The Cretto di Burri (crack of Burri) or Cretto di Gibellina (crack of Gibellina), also known as "Il Grande Cretto (The Great Crack)", is a landscape artwork undertaken by Alberto Burri in 1984 and left unfinished in 1989 (due to lack of funds), based on the old city of Gibellina. The original city of Gibellina was completely destroyed in the 1968 Belice earthquake. Gibellina has since been rebuilt, about 20 km from the city's original location.  In 2015, to mark what would have been Burri's one hundredth birthday, the work was finally completed.

The Cretto is also the subject of the theatrical show "I-TIGI a Gibellina" and its video transposition "I-TIGI Canto per Ustica" by the  Italian stage actor, theater director, dramaturge and author Marco Paolini.
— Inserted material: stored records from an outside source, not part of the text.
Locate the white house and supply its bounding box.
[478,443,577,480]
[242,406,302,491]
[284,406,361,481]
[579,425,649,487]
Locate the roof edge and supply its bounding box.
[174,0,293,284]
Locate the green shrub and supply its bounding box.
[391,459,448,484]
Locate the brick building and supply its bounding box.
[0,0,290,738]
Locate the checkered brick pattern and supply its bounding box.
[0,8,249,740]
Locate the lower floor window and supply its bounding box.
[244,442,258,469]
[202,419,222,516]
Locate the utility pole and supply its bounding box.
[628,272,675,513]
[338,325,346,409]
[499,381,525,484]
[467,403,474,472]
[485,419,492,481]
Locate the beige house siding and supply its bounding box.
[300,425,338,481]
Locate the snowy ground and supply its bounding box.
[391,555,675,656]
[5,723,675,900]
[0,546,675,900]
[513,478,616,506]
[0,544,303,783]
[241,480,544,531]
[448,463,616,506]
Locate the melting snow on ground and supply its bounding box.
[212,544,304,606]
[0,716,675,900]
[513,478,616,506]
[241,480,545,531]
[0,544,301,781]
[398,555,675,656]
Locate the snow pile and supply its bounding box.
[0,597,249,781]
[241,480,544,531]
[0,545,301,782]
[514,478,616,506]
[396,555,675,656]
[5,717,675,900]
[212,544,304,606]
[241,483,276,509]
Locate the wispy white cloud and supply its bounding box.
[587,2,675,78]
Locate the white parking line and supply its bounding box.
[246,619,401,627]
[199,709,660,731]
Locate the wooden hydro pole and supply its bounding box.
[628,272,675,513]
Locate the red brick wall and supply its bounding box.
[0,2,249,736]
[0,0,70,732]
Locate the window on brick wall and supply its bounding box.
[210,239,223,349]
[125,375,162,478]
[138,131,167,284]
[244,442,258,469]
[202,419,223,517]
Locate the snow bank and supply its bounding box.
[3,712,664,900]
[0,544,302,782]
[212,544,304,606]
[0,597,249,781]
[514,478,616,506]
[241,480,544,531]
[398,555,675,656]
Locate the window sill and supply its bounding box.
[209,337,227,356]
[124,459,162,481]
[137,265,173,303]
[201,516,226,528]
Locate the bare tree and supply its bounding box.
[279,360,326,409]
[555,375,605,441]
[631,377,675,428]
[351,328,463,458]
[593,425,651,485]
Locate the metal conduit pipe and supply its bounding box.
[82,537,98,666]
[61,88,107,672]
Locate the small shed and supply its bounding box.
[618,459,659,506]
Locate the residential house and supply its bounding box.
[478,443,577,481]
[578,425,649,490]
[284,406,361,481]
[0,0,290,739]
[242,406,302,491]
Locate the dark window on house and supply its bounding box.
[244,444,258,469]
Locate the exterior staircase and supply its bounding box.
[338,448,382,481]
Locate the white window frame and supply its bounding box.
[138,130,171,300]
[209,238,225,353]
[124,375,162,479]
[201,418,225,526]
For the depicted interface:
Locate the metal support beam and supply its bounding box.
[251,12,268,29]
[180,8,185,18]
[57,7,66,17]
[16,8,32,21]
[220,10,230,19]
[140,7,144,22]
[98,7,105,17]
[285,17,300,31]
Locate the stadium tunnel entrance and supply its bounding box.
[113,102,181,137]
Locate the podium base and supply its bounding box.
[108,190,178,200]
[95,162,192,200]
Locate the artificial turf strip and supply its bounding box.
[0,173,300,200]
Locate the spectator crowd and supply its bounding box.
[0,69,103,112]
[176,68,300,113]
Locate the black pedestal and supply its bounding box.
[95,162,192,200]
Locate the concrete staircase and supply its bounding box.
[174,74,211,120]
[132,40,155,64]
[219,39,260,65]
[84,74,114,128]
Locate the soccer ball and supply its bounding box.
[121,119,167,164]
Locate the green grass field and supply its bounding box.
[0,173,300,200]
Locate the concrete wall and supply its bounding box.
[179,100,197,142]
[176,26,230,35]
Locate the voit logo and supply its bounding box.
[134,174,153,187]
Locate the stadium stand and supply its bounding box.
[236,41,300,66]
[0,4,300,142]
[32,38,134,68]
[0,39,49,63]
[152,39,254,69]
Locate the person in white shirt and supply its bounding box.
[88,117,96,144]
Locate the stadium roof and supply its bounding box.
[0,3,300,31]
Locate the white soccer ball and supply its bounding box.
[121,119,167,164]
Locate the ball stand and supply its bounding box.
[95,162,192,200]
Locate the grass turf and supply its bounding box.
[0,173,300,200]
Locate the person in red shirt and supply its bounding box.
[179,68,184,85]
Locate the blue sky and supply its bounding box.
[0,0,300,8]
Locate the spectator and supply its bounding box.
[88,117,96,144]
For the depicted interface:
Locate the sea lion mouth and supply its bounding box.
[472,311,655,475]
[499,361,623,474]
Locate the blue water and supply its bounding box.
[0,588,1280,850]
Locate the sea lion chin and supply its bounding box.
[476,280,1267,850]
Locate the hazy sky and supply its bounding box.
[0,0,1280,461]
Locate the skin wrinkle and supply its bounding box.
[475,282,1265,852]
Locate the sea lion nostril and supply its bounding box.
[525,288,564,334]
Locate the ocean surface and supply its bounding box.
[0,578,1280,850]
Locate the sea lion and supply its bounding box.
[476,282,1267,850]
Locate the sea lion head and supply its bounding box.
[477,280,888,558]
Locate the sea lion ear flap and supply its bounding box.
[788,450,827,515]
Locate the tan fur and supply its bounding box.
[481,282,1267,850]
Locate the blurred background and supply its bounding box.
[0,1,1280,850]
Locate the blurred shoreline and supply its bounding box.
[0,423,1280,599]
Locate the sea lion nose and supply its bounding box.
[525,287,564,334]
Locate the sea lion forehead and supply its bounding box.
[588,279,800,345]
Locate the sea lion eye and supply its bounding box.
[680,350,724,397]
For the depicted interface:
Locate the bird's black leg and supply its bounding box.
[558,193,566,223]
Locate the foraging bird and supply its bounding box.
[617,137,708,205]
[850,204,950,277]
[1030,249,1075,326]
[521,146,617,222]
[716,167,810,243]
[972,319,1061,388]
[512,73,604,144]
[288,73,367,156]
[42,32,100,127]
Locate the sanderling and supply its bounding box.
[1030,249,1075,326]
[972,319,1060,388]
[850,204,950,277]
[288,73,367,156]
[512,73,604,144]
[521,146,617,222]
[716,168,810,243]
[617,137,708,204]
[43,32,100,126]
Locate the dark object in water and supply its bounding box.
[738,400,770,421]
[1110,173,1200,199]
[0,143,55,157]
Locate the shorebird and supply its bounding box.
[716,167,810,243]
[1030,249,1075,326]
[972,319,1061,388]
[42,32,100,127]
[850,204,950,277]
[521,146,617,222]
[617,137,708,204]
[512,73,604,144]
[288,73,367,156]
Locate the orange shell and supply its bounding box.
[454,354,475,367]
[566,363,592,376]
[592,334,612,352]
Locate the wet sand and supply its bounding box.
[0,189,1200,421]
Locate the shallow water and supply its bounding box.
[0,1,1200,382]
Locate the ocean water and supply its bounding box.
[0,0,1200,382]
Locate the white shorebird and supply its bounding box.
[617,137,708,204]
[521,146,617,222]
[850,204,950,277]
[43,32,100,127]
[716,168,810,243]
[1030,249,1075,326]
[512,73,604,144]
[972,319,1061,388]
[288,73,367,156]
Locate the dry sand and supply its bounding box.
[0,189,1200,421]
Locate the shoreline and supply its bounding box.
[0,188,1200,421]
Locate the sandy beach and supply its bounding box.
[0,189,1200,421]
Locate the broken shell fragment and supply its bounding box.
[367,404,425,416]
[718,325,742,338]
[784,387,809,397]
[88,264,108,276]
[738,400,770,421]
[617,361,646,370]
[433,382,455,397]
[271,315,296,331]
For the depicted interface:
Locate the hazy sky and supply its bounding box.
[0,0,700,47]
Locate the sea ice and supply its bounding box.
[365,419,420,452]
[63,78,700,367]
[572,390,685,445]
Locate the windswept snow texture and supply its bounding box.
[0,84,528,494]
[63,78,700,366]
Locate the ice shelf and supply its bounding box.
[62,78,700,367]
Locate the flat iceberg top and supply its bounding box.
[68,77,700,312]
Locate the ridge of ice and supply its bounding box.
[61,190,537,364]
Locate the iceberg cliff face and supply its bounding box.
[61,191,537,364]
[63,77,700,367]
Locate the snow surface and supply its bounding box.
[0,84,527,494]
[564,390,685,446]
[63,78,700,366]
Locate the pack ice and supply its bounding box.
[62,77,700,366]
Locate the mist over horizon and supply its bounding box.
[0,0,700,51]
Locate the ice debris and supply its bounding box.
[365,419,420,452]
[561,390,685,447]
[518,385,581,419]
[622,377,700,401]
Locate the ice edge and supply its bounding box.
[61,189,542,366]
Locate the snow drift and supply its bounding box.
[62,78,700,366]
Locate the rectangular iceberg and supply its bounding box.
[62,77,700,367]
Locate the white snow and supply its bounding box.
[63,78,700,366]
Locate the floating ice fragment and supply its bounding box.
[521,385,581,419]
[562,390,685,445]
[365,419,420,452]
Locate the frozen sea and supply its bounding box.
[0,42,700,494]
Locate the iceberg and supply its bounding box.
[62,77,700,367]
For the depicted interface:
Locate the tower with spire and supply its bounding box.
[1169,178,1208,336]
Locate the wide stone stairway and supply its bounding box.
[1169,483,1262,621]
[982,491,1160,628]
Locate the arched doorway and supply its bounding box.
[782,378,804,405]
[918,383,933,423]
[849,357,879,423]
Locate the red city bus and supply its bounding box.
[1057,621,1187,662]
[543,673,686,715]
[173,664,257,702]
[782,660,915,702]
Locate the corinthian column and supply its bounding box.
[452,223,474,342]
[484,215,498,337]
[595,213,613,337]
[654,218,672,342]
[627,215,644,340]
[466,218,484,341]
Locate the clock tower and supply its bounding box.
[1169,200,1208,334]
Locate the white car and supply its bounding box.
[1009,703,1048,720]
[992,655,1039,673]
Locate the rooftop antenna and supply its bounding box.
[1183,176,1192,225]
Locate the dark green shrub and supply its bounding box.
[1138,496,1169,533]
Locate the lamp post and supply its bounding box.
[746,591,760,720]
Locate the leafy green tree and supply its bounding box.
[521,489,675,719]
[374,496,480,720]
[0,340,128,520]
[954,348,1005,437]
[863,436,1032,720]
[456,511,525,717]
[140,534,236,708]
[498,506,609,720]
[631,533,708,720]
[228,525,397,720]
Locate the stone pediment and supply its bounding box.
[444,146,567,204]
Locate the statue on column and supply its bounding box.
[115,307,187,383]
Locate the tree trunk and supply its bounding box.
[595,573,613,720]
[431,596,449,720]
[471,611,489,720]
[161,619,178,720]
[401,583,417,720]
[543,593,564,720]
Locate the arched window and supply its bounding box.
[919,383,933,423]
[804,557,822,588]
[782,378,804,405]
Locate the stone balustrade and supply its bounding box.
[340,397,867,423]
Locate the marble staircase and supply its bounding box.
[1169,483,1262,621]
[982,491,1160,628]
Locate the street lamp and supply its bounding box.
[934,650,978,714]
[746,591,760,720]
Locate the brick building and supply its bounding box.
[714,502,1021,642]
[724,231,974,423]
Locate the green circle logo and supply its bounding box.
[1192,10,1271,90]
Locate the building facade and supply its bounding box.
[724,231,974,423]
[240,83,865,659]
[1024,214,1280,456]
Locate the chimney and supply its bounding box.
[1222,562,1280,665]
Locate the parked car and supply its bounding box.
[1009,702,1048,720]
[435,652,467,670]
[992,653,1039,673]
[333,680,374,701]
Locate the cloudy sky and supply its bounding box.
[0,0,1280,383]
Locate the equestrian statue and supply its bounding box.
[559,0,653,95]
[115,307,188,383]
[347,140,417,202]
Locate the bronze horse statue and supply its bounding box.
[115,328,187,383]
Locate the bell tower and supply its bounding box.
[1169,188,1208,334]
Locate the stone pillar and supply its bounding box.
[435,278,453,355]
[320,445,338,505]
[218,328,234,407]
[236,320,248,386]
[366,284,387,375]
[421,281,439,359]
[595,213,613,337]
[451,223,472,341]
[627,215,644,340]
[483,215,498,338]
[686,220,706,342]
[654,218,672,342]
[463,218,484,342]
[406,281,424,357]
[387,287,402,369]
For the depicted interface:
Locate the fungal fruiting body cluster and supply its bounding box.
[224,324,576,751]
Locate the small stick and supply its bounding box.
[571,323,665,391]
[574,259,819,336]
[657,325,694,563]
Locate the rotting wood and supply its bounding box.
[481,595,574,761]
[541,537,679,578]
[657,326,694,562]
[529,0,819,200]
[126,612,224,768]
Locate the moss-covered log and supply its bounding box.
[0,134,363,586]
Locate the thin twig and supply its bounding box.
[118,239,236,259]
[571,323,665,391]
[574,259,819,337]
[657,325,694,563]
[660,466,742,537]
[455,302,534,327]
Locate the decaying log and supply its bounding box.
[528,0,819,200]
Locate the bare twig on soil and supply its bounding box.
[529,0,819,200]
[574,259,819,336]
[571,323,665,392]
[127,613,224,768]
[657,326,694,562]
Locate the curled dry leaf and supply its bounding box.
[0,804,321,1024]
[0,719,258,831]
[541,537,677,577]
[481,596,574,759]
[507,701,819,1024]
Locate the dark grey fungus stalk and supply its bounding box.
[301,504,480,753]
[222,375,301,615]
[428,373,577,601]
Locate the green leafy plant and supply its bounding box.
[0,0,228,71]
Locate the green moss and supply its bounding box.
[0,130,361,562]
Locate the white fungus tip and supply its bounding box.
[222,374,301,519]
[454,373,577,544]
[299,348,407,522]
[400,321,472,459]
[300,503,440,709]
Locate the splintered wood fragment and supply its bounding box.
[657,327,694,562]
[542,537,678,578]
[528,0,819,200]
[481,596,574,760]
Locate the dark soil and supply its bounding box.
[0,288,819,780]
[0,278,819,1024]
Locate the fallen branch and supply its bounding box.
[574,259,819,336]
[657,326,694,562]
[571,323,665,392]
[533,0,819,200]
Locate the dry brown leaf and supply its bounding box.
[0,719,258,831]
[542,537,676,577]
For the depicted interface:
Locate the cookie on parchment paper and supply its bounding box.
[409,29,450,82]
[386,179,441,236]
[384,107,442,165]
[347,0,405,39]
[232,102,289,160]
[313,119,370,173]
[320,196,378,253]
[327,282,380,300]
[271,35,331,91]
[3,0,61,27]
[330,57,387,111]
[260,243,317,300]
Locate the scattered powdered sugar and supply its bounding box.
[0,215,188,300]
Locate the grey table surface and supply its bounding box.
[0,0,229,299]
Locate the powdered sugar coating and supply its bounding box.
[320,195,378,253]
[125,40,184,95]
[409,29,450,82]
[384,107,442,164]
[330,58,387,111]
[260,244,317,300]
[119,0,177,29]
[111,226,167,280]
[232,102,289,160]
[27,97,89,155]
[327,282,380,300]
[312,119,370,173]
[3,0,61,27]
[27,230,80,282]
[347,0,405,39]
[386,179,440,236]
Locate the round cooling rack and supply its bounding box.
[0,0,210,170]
Entirely shot inside the Cretto di Burri in the year 2000, it's the story of the DC9 ITAVIA that sank in the waters of Ustica in June 1980, and the reconstruction of the long investigation conducted by the Italian judge Rosario Priore.
The author declared that he choose the Cretto because "it is a sort of concrete labyrinth, which, seen from above, is similar to the maze of lies in which the judges had to orient themselves to find the thread of the investigation".